Peki başa dönelim ve klasik olarak çocukluktan başlayalım.  Ağabeyimin Darüşşafaka’dan sınıf  arkadaşısın. Darüşşafakalı olmak kardeş olmakla eş anlamlı sayılır çünkü sekiz yıl aynı yatakhanede yatıp, aynı yemekhanede yemek yediniz ve binlerce anı biriktirdiniz. Darüşşafaka yuvanızdı. Buradan bir bağımız var.  Bunun yanı sıra biz Beşiktaş’ta aynı mahallenin çocuklarıyız. O nedenle iş arkadaşlığının ötesinde geçmişten gelen özel bir bağ var. Ayrıca, “yeni Genel Sekreter Haluk Bal oldu” dediklerinde gurur duydum. 

Senin bebekliğini bilirim dersem doğru söylemiş olurum, değil mi? Dediğin gibi seninle çok eskiden beri tanışırız.
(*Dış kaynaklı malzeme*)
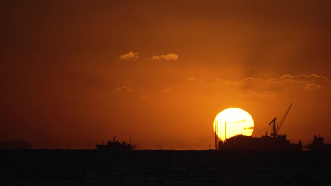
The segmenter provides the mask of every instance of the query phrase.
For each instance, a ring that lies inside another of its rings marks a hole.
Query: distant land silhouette
[[[32,144],[23,141],[0,142],[0,149],[30,149]]]

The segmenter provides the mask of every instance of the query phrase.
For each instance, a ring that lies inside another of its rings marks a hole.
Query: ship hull
[[[219,142],[218,149],[300,151],[302,150],[302,144],[301,142],[297,144],[291,143],[289,141],[286,140],[286,137],[284,136],[256,138],[239,135],[230,138],[224,143]]]

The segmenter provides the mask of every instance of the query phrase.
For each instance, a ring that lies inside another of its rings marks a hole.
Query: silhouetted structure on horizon
[[[23,141],[0,142],[0,149],[30,149],[32,144]]]
[[[311,151],[331,150],[331,144],[324,143],[324,138],[320,135],[317,137],[314,136],[313,143],[308,145],[308,149]]]
[[[130,136],[130,143],[127,144],[126,142],[122,142],[121,143],[115,140],[117,137],[114,136],[113,141],[108,141],[106,144],[96,144],[96,149],[98,150],[120,150],[126,151],[135,149],[136,145],[133,145],[131,142],[131,136]]]
[[[238,135],[226,139],[224,143],[218,142],[218,149],[239,149],[239,150],[301,150],[302,144],[300,141],[298,143],[291,143],[286,139],[286,135],[279,134],[279,131],[283,123],[288,114],[293,103],[287,109],[279,122],[275,117],[269,125],[271,127],[271,136],[267,135],[260,138]]]

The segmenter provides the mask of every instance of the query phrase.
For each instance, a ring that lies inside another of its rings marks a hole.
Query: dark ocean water
[[[1,186],[331,186],[331,152],[0,150]]]

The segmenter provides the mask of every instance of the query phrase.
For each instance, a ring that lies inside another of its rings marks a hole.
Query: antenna
[[[224,142],[226,141],[226,138],[224,140]]]
[[[215,121],[215,150],[217,150],[217,143],[218,142],[218,121]]]

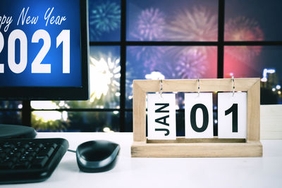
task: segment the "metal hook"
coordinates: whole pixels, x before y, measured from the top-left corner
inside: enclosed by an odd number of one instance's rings
[[[161,93],[161,97],[163,98],[163,80],[161,80],[161,90],[160,90],[160,93]]]
[[[233,87],[232,96],[234,96],[234,93],[235,93],[235,80],[234,80],[234,76],[232,76],[231,79],[232,79],[232,87]]]

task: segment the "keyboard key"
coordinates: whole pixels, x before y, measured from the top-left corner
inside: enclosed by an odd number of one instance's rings
[[[41,150],[38,153],[38,156],[51,156],[51,155],[52,154],[54,151],[54,148],[46,148],[46,149]]]
[[[44,167],[44,165],[47,163],[49,159],[48,156],[44,156],[44,157],[39,157],[33,161],[31,168],[39,168]]]

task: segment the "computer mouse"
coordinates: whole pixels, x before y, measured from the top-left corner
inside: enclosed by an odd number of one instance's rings
[[[112,169],[117,161],[120,146],[106,140],[84,142],[76,149],[76,160],[80,170],[99,173]]]

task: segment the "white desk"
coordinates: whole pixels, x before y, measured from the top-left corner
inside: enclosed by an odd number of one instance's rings
[[[262,140],[262,158],[138,158],[130,157],[132,133],[39,133],[63,137],[70,149],[92,139],[118,143],[116,167],[100,173],[79,170],[75,153],[67,152],[47,181],[0,187],[282,187],[282,139]]]

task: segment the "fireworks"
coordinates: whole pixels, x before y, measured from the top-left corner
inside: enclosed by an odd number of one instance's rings
[[[164,14],[159,8],[147,8],[141,11],[136,29],[130,35],[140,41],[160,40],[165,26]]]
[[[104,96],[106,102],[113,102],[120,94],[120,58],[113,58],[111,54],[99,56],[90,56],[90,101]]]
[[[207,65],[205,56],[196,49],[190,49],[178,58],[176,70],[182,79],[200,78],[204,75]]]
[[[120,27],[121,7],[107,1],[100,5],[94,4],[90,11],[90,37],[99,39],[103,32],[109,32]]]
[[[264,33],[257,21],[239,16],[230,19],[225,27],[226,41],[261,41],[264,39]],[[226,47],[226,53],[241,61],[250,61],[258,56],[262,46],[241,46]]]
[[[165,53],[163,46],[129,46],[128,51],[135,56],[137,61],[142,61],[145,67],[153,70],[157,64],[161,62],[162,57]]]
[[[178,12],[169,22],[168,37],[173,41],[216,41],[217,15],[204,7]]]

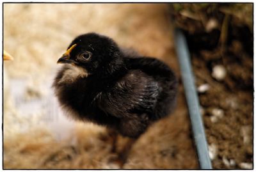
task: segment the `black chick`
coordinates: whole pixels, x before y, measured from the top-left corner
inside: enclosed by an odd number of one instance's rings
[[[77,36],[58,63],[65,65],[54,79],[55,94],[76,119],[138,137],[173,109],[177,81],[172,70],[156,59],[125,53],[107,36]]]

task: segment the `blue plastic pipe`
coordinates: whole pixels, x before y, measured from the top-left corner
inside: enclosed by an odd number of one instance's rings
[[[189,52],[185,36],[181,31],[175,30],[175,40],[200,166],[201,169],[212,169],[208,145],[199,109],[199,101],[191,69]]]

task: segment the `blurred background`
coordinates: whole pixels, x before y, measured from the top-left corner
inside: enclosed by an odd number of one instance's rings
[[[4,168],[198,168],[180,79],[175,111],[134,143],[124,164],[106,129],[67,118],[51,89],[58,59],[92,31],[180,77],[175,27],[188,41],[213,167],[252,168],[252,4],[4,3],[3,22],[14,58],[4,62]],[[118,136],[117,152],[127,141]]]

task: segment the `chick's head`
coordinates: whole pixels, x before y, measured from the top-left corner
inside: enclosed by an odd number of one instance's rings
[[[58,63],[85,68],[90,73],[115,68],[121,58],[116,43],[111,38],[91,33],[76,38]]]

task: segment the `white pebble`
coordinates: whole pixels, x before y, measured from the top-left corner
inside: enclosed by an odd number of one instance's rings
[[[216,116],[212,116],[210,117],[210,120],[212,123],[216,123],[218,121],[218,117]]]
[[[217,28],[218,25],[218,20],[215,19],[211,19],[206,24],[205,30],[207,32],[211,32],[212,29]]]
[[[209,86],[207,84],[202,84],[197,88],[199,93],[205,93],[209,89]]]
[[[224,116],[224,111],[221,109],[214,108],[212,110],[212,114],[218,118],[221,118]]]
[[[217,156],[218,148],[215,144],[211,144],[208,145],[209,156],[211,160],[213,160]]]
[[[239,167],[244,169],[252,169],[252,163],[241,162],[239,164]]]
[[[212,68],[212,76],[218,81],[223,80],[226,74],[226,69],[223,65],[216,65]]]
[[[229,162],[230,163],[230,166],[236,166],[236,161],[234,159],[230,159],[230,160],[229,161]]]
[[[250,142],[250,126],[242,126],[240,129],[240,134],[243,137],[243,142],[244,144],[248,144]]]
[[[225,157],[222,157],[222,161],[227,167],[229,168],[230,166],[230,163],[229,162],[229,160]]]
Burada tekrar beraber olmak da çok güzel, hoş bir sürprizdi. En baştan başlarsak. Ekim 1954 doğumluyum. Karamürsel’de doğdum. Annem Boşnak. Bir yanımız göçmendir. Anneannem 1900’lerin başında 13-14 yaşlarında ailesi ile Saraybosna’dan gelmiş ve Karamürsel’in Semetler Köyü’ne yerleşmişler. Daha doğrusu o köyün kurucusu olmuşlar. Annem Semetler Köyü’nde doğmuş. Baba tarafım Karamürsel’in yerlisi. Soy, sopa çok meraklı olduğumdan değil ama rahmetli amcam 1940’lı yıllarda Karamürsel’de Belediye Başkanlığı yaparken, arşivlere erişme imkanı var, baba tarafımızın soyağacını çıkarmış, fotokopisi hala vardır. Buna göre baba tarafımın soyu Şeyh Edebali’ye kadar gidiyor. Yani Osmanlı İmparatorluğu’nun kurucularından. Ben de arada bir eşim Buket’e , “Karşında Osmanlı Hanedanı’nın temsilcilerinden biri var” diye takılırım. Beş kardeşmişiz. Maalesef 1958 yılında, 1 Mart’ta Körfez’de “Üsküdar Faciası” diye bilinen bir kaza yaşanıyor. Yaşı 60 cıvarında olanlar hatırlar, Karamürsel ile Kocaeli arasında ulaşımı sağlayan vapur battığında ben babamla ortanca ablamı kaybetmişim.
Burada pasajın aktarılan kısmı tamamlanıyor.